Around the globe, conflict in relation to extraction, energy, and infrastructure has escalated—and it will only continue to do so in a rapidly warming and politically unstable world. Situated at the frontiers of capitalism’s relentless expansion, mining and oil projects are sites of dispossession and contamination. My research asks under what conditions ― and with what consequences ― resource extraction becomes the site of political conflict. Resources such as minerals or oil are implicated in the construction of political-economic orders ― states, democracies, and nations ― and serve as focal points for social resistance.

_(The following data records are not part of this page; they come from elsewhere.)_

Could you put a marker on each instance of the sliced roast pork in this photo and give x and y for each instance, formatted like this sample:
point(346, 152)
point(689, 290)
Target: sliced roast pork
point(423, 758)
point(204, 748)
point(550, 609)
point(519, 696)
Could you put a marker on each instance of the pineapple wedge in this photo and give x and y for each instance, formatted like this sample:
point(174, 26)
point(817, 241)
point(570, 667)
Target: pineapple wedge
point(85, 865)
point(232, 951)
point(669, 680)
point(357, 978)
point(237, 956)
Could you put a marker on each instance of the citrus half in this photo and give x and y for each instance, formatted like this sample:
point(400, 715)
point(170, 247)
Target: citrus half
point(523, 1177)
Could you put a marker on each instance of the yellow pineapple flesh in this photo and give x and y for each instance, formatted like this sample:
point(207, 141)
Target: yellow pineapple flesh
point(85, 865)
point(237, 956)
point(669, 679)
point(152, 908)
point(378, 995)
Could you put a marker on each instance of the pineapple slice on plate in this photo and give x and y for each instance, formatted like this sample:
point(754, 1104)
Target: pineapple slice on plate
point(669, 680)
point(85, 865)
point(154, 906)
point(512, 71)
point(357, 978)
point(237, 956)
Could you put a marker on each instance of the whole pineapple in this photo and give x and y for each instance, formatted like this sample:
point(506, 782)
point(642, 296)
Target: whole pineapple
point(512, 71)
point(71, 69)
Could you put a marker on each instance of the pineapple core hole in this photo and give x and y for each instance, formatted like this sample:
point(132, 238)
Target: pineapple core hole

My book, Resource Radicals: From Petro-Nationalism to Post-extractivism in Ecuador (forthcoming with Duke University Press), explores resource politics in Ecuador. In the heat of political struggle, social movement activists craft critiques of extraction and enact processes of resistance. I call these resource radicalisms, and show how they shape the strategies, identities, and interests of state and movement actors alike. Based on fifteen months of ethnographic and archival fieldwork, I trace resource radicalisms from the neoliberal period to the present. Resource Radicals analyzes resource politics as an expansive and vibrant field of contention, in which social movements are key protagonists in shaping the political terrain.
Brine to Batteries
The fate of the earth rests on a rapid transition to new energy sources. Who will control the global transition to renewable energy and how will it be organized? Who will benefit from new energy systems and who will bear their costs? Will the transition reinforce or reduce inequality? Answering such questions requires critical social science attuned to the co-constitution of energy systems and political-economic power. My current book project, Brine to Batteries: The Extractive Frontiers of the Global Energy Transition, explores the politics of the transition to renewable energy through the lens of one of its key technologies: lithium batteries. Energy systems—the material substrate of our collective existence—are terrains of political conflict. States and firms vie to control the emergent energy system. Activists, workers, and communities demand a voice in determining how this system is built. Based on multi-sited fieldwork following lithium’s global supply chains from the point of extraction in the Chilean desert, Brine to Batterieswill be the first scholarly account of a rapidly-moving processes shaping the contours of the next energy system—and those of our planetary future.